The Gradient algorithm is. $$ \frac{\partial L}{\partial w}=(1000-900) \times \frac{\partial Q(w)}{\partial w} $$

As we can see the $(1000-900)$ is the TD error.

Then we could make it more general.

In the same situation, but this time when we arrived at Hefei, our car don’t work, so we have to stop our travel, but this time we get the part real minutes between Hangzhou and Hefei and computer would give the estimate of the left way. The computer could also estimate the minutes between Hangzhou and Hefei at start, such as 400, but the real minutes is 300. So the error is 100.

Then we could give this general equation.

$$ T_{Hangzhou \rightarrow Beijing} \approx T_{Hangzhou \rightarrow Hefei} + T_{Hefei \rightarrow Beijing} $$

so the calculate equation is . $$ Q(s_t,a_t;w) \approx r_t + \gamma \times Q(s_{t+1},a_{t+1};w) $$

The $r_t$ means the real data in this travel. Then we could get the return function easily. $$ U_t = R_t + \gamma \times R_{t+1} + \gamma^2 \times R_{t+2} + \gamma^3 \times R_{t+3} + \dots $$

We could put the $\gamma$ out, the equation change like this. $$ U_t = R_t + \gamma \times (R_{t+1} + \gamma \times R_{t+2} + \gamma^2 \times R_{t+3} + \dots) $$

Then we could get the identity: $ U_t = R_t + \gamma \times U_{t+1}$

To get the $Q(s_t,a_t;w)$, it means the estimation of $\mathbb{E}[U_t]$, the $Q(s_{t+1},a_{t+1};w)$, means the estimation of $\mathbb{E}[U_{t+1}]$, So the method equation is.

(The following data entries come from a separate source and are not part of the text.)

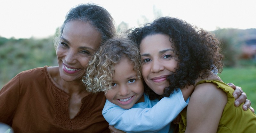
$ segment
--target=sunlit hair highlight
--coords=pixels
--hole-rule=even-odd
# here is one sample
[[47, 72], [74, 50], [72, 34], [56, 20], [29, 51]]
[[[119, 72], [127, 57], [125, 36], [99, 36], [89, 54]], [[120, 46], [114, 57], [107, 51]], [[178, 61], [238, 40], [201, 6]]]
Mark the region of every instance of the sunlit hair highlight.
[[92, 57], [83, 78], [87, 91], [106, 93], [111, 89], [115, 66], [124, 58], [132, 62], [138, 79], [141, 78], [139, 49], [126, 35], [119, 34], [103, 43]]

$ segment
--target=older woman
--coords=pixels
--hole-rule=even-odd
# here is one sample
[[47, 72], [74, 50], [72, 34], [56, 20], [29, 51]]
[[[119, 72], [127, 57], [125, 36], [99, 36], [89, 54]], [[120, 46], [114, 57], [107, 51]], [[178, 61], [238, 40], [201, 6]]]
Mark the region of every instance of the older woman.
[[104, 94], [81, 81], [91, 55], [116, 32], [104, 8], [78, 5], [67, 14], [55, 46], [59, 66], [22, 72], [0, 91], [0, 122], [15, 133], [109, 132]]

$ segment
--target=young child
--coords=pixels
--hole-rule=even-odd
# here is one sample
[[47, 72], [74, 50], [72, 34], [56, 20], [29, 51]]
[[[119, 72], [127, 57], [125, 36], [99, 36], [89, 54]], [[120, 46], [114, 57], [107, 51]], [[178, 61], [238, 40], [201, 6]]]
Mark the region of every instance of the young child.
[[127, 132], [171, 132], [170, 123], [187, 105], [184, 99], [192, 89], [183, 89], [182, 93], [179, 89], [158, 102], [150, 100], [143, 94], [140, 57], [132, 41], [117, 36], [96, 52], [83, 81], [89, 91], [105, 92], [107, 100], [102, 113], [110, 125]]

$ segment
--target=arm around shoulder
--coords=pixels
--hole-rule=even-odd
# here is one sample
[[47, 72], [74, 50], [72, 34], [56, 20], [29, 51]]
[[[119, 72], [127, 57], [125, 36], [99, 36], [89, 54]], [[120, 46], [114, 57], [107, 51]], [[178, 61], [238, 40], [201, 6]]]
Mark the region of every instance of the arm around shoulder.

$$ Q(s_t,a_t;w) \approx \mathbb{E}[R_t+\gamma \times Q(S_{t+1},A_{t+1};w)] $$

The left of this equation is the prediction and the right of this equation is the TD target. SO we could get this equations.

Prediction:$Q(s_t,a_t;w_t)$

TD target:

$$ y_t = r_t + \gamma \times Q(s_{t+1},a_{t+1};w_t) \\ \quad \quad = r_t + \gamma \times \mathop{max}\limits_{a}Q(s_{t+1},a;w_t) $$

Loss:$L_t=\frac{1}{2}[Q(s_t,a_t;w)-y_t]^2$

The ultimate goal: $$ Q^*(s_t,a_t) = \mathop{max}\limits_{\pi}\mathbb{E}[U_t|S_t = s_t, A_t = a_t] $$

The $Q(s,a;w)$ is a neural network parameterized by $w$, we could input the observed state $s$ then it’ll output the scores for every action $a \in \mathop{A}$.

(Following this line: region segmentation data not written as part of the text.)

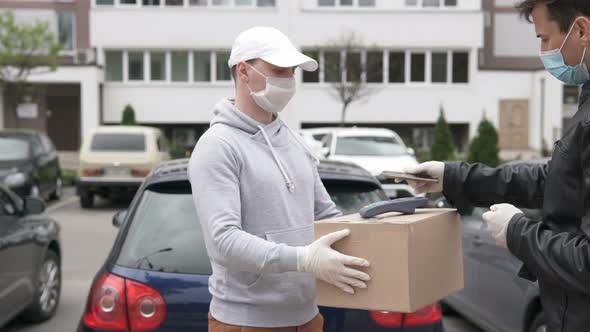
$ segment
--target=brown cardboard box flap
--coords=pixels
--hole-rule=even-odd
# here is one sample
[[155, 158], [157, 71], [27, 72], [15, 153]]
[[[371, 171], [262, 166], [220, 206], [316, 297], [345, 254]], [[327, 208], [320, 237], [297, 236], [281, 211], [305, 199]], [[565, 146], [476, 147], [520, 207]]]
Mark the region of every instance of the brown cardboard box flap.
[[453, 209], [419, 209], [364, 219], [358, 214], [319, 221], [316, 238], [350, 229], [333, 248], [371, 266], [367, 289], [354, 295], [318, 282], [318, 304], [364, 310], [415, 312], [463, 288], [461, 225]]

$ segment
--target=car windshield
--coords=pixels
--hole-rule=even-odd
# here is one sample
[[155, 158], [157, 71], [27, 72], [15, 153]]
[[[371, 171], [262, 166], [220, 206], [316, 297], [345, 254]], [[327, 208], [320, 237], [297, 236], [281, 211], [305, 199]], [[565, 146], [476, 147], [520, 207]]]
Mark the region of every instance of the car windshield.
[[[367, 204], [387, 200], [376, 184], [326, 181], [325, 185], [344, 214], [356, 213]], [[188, 183], [146, 190], [130, 218], [118, 265], [169, 273], [211, 273]]]
[[159, 272], [211, 273], [188, 183], [146, 190], [131, 218], [117, 264]]
[[95, 134], [92, 138], [90, 150], [95, 152], [143, 152], [145, 151], [145, 135], [118, 133]]
[[387, 195], [376, 184], [353, 181], [324, 181], [332, 201], [343, 214], [357, 213], [371, 203], [388, 200]]
[[0, 137], [0, 160], [25, 160], [28, 158], [28, 141], [19, 138]]
[[344, 156], [399, 156], [407, 150], [394, 137], [350, 136], [338, 137], [336, 155]]

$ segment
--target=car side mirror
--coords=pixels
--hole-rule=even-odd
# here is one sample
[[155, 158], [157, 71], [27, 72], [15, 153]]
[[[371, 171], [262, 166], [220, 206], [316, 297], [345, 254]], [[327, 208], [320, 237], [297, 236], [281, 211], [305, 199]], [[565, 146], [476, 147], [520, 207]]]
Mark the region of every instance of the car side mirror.
[[45, 202], [39, 198], [27, 197], [25, 198], [24, 214], [41, 214], [45, 212]]
[[127, 210], [119, 211], [113, 216], [113, 226], [119, 228], [127, 217]]

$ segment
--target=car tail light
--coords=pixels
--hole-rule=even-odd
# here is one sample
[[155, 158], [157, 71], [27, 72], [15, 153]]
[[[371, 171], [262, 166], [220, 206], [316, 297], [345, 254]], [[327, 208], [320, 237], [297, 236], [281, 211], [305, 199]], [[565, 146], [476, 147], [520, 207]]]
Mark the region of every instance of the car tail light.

The TD target is similar to the famous equation named Bellman Euqation, we could remember this equation because it’s the heart of the reinforcement learning.

Bell equation: $$ Q_{*}(s_t,a_t) = \mathbb{E}_{S_{t+1}~p(·|s_t,a_t)}[R_t+\gamma \times \mathop{max}\limits_{A \in \mathop{A}}Q(S_{t+1},A)|S_t = s_t,A_t=a_t] $$

At last, the method based on value could solve the problem like this and I considered if this estimate could be used in the evaluate question, I’m always thinking about this, if someone has the same thought, please tell me in the comment module.